The Ebola outbreak affecting the Democratic Republic of Congo and Uganda has expanded to 32 health zones with 894 confirmed cases and 204 deaths, while contact tracing capacity remains critically below the levels required to contain the spread, with only approximately 6,000 contacts identified out of the 17,000 to 35,000 that should be monitored daily at current case volumes.

Acting Head of Emergency Preparedness and Response at the Africa Centre for Disease Control, Wessam Mankoula, presenting the figures at a webinar, said Uganda’s situation had remained relatively contained with 19 confirmed cases and 2 deaths, all linked to a single health zone in Kampala where all known contacts had been identified. He said the DRC’s Ituri Province was driving the bulk of the caseload and accounted for approximately 78 percent of all fatalities recorded in the country.

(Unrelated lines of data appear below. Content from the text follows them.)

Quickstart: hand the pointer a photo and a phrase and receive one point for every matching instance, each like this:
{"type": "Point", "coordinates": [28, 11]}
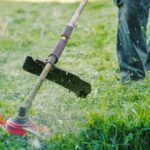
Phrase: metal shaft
{"type": "Point", "coordinates": [28, 101]}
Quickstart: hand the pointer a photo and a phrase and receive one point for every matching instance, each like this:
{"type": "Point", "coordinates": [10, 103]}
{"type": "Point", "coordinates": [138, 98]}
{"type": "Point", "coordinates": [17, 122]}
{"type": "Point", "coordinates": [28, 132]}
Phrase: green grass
{"type": "Point", "coordinates": [113, 116]}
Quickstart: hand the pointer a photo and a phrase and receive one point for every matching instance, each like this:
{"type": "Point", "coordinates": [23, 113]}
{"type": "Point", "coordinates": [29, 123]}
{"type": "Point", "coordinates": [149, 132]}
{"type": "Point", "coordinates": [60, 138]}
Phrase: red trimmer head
{"type": "Point", "coordinates": [19, 124]}
{"type": "Point", "coordinates": [15, 126]}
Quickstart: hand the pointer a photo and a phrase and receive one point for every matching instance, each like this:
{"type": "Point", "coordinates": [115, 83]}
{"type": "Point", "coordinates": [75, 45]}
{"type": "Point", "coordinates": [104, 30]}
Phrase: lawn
{"type": "Point", "coordinates": [113, 116]}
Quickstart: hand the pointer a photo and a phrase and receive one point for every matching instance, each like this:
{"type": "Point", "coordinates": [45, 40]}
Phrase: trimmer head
{"type": "Point", "coordinates": [16, 126]}
{"type": "Point", "coordinates": [19, 124]}
{"type": "Point", "coordinates": [64, 78]}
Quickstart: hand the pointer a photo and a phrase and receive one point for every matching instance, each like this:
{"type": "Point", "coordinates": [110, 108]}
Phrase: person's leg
{"type": "Point", "coordinates": [132, 48]}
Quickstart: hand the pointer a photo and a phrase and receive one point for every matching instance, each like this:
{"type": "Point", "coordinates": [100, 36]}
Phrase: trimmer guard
{"type": "Point", "coordinates": [64, 78]}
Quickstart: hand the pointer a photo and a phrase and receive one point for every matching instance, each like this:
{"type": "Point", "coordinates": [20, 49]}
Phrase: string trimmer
{"type": "Point", "coordinates": [47, 70]}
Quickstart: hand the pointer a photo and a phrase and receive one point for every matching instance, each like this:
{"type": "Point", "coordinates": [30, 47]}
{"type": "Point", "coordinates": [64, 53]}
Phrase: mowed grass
{"type": "Point", "coordinates": [33, 29]}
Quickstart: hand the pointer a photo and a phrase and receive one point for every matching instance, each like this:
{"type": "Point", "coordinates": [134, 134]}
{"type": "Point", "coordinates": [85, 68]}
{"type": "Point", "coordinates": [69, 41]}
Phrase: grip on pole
{"type": "Point", "coordinates": [59, 47]}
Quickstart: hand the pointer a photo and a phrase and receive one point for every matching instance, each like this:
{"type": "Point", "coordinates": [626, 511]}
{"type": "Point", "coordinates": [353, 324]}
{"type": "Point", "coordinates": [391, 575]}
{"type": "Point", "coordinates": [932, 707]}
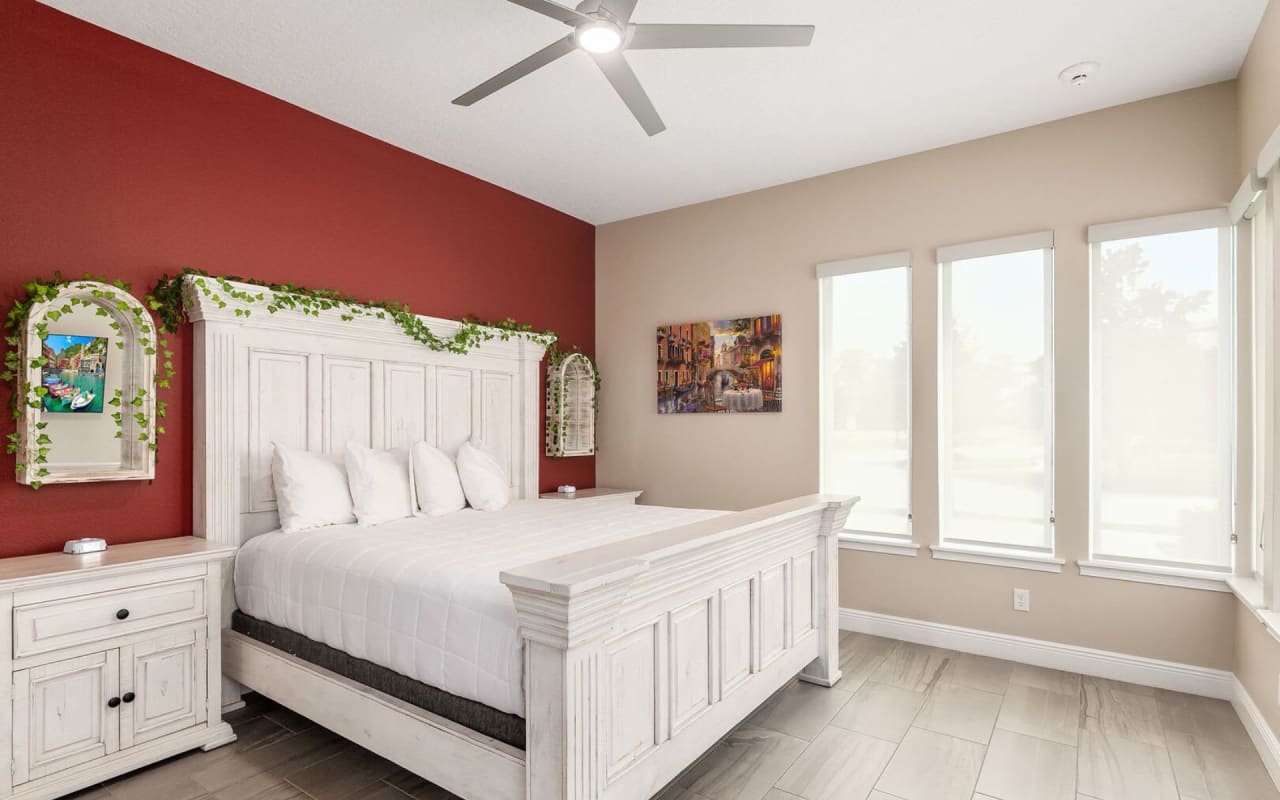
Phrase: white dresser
{"type": "Point", "coordinates": [114, 662]}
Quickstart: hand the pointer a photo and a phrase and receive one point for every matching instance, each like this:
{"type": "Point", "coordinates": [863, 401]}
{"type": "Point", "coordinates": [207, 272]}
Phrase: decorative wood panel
{"type": "Point", "coordinates": [736, 632]}
{"type": "Point", "coordinates": [453, 410]}
{"type": "Point", "coordinates": [691, 662]}
{"type": "Point", "coordinates": [775, 599]}
{"type": "Point", "coordinates": [405, 405]}
{"type": "Point", "coordinates": [630, 666]}
{"type": "Point", "coordinates": [278, 412]}
{"type": "Point", "coordinates": [801, 594]}
{"type": "Point", "coordinates": [60, 714]}
{"type": "Point", "coordinates": [348, 403]}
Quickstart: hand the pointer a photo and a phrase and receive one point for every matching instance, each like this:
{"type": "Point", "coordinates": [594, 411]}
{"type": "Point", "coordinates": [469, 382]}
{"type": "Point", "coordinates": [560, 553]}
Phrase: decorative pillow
{"type": "Point", "coordinates": [483, 479]}
{"type": "Point", "coordinates": [379, 484]}
{"type": "Point", "coordinates": [435, 476]}
{"type": "Point", "coordinates": [310, 489]}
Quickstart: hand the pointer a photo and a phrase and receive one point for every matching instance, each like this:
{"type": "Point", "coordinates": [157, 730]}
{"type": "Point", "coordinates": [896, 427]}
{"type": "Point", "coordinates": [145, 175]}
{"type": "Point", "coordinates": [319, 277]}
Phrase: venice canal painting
{"type": "Point", "coordinates": [74, 374]}
{"type": "Point", "coordinates": [723, 366]}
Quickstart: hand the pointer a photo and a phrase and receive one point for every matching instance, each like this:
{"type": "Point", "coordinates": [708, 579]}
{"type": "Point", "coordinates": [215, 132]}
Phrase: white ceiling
{"type": "Point", "coordinates": [883, 78]}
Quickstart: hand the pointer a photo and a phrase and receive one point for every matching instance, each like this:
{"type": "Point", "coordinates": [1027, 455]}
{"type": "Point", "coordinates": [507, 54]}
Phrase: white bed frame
{"type": "Point", "coordinates": [639, 656]}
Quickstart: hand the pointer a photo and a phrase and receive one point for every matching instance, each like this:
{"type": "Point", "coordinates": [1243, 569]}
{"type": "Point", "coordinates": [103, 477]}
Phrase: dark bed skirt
{"type": "Point", "coordinates": [479, 717]}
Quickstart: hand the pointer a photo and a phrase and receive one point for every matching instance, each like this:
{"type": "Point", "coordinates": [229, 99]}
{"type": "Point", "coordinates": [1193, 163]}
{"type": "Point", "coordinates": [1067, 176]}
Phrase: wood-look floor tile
{"type": "Point", "coordinates": [882, 711]}
{"type": "Point", "coordinates": [1046, 679]}
{"type": "Point", "coordinates": [912, 666]}
{"type": "Point", "coordinates": [837, 764]}
{"type": "Point", "coordinates": [1027, 768]}
{"type": "Point", "coordinates": [1114, 768]}
{"type": "Point", "coordinates": [342, 776]}
{"type": "Point", "coordinates": [1116, 712]}
{"type": "Point", "coordinates": [932, 767]}
{"type": "Point", "coordinates": [744, 766]}
{"type": "Point", "coordinates": [978, 672]}
{"type": "Point", "coordinates": [1040, 712]}
{"type": "Point", "coordinates": [859, 656]}
{"type": "Point", "coordinates": [800, 709]}
{"type": "Point", "coordinates": [961, 712]}
{"type": "Point", "coordinates": [1207, 769]}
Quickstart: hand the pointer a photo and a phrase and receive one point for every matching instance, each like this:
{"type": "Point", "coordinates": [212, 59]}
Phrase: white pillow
{"type": "Point", "coordinates": [483, 479]}
{"type": "Point", "coordinates": [310, 489]}
{"type": "Point", "coordinates": [379, 484]}
{"type": "Point", "coordinates": [435, 476]}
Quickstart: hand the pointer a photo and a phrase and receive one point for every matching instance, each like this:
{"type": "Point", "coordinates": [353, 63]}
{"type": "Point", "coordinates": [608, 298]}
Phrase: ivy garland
{"type": "Point", "coordinates": [167, 301]}
{"type": "Point", "coordinates": [31, 396]}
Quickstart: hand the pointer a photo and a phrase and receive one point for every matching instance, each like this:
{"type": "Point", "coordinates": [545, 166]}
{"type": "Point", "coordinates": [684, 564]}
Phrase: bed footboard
{"type": "Point", "coordinates": [639, 656]}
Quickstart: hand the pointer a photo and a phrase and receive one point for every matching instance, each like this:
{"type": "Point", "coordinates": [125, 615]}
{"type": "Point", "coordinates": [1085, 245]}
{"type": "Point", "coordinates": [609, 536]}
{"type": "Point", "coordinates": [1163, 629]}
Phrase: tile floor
{"type": "Point", "coordinates": [906, 722]}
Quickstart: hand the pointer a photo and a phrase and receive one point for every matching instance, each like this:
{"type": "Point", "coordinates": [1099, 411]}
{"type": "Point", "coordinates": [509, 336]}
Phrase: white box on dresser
{"type": "Point", "coordinates": [113, 661]}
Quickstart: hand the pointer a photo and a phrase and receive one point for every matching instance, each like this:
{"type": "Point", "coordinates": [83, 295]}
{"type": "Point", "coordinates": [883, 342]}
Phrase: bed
{"type": "Point", "coordinates": [625, 640]}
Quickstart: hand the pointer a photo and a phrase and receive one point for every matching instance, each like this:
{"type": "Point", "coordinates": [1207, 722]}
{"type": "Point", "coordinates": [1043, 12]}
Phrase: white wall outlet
{"type": "Point", "coordinates": [1022, 599]}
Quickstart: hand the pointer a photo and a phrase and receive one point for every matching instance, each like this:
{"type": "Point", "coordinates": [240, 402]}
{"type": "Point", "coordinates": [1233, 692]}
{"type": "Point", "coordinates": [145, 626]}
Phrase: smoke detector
{"type": "Point", "coordinates": [1079, 74]}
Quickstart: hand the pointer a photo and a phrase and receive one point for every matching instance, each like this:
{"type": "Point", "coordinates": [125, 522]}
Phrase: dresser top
{"type": "Point", "coordinates": [117, 557]}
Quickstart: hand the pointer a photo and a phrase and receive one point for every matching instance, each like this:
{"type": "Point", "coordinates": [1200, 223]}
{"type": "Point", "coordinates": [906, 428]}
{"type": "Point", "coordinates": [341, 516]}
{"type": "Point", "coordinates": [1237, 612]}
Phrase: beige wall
{"type": "Point", "coordinates": [755, 254]}
{"type": "Point", "coordinates": [1260, 88]}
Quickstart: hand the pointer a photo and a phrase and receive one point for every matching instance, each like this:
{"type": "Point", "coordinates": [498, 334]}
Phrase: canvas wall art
{"type": "Point", "coordinates": [73, 376]}
{"type": "Point", "coordinates": [723, 366]}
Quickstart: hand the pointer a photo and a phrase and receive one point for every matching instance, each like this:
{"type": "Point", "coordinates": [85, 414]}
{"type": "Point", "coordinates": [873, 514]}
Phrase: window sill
{"type": "Point", "coordinates": [871, 543]}
{"type": "Point", "coordinates": [1248, 592]}
{"type": "Point", "coordinates": [1161, 576]}
{"type": "Point", "coordinates": [997, 557]}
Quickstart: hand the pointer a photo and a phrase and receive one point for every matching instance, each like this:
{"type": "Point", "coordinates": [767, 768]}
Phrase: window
{"type": "Point", "coordinates": [1162, 398]}
{"type": "Point", "coordinates": [867, 391]}
{"type": "Point", "coordinates": [996, 394]}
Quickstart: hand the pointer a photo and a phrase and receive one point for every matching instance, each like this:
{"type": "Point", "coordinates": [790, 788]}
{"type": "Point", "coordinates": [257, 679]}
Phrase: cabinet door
{"type": "Point", "coordinates": [163, 685]}
{"type": "Point", "coordinates": [60, 714]}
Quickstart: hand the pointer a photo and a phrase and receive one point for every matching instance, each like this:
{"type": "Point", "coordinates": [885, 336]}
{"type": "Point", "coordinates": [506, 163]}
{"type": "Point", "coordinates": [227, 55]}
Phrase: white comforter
{"type": "Point", "coordinates": [421, 595]}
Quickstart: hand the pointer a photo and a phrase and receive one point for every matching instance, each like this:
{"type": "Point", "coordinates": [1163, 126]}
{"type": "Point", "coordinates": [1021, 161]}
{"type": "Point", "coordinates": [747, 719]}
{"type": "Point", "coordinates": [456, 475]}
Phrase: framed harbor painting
{"type": "Point", "coordinates": [73, 375]}
{"type": "Point", "coordinates": [723, 366]}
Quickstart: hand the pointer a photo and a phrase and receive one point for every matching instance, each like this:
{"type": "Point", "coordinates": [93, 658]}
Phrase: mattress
{"type": "Point", "coordinates": [421, 595]}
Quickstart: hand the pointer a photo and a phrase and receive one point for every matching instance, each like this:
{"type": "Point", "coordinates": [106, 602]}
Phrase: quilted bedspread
{"type": "Point", "coordinates": [421, 595]}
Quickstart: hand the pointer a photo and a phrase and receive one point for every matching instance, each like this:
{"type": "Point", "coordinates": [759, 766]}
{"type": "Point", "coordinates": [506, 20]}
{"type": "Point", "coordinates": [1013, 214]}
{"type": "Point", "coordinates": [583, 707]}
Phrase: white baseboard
{"type": "Point", "coordinates": [1264, 739]}
{"type": "Point", "coordinates": [1188, 679]}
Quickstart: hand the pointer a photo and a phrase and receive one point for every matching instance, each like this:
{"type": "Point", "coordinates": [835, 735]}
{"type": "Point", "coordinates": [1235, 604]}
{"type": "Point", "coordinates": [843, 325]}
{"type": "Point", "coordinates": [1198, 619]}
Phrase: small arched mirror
{"type": "Point", "coordinates": [86, 387]}
{"type": "Point", "coordinates": [571, 406]}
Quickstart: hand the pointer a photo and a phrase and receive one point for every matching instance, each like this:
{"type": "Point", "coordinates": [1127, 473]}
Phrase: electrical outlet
{"type": "Point", "coordinates": [1022, 599]}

Mankoula said case numbers had increased 38 percent in the most recent reporting period, with the number of affected health zones growing from a handful at the outbreak’s declaration on May 15 to 11 by late May and 32 by the fourth reporting week. He said the contact tracing deficit was the most critical operational problem, with only around 4,000 contacts being actively followed against a required monitoring capacity of between 17,000 and 35,000. Only 7 of the 49 required burial teams were active, alongside 7 of the 98 necessary vehicles and 84 of the 540 personnel needed for ground operations.

He noted that without approved vaccines or specific treatments for the Sudan strain of Ebola, containment depended almost entirely on early detection, thorough contact tracing, and consistent community-level monitoring, making the current shortfalls in all three areas particularly alarming.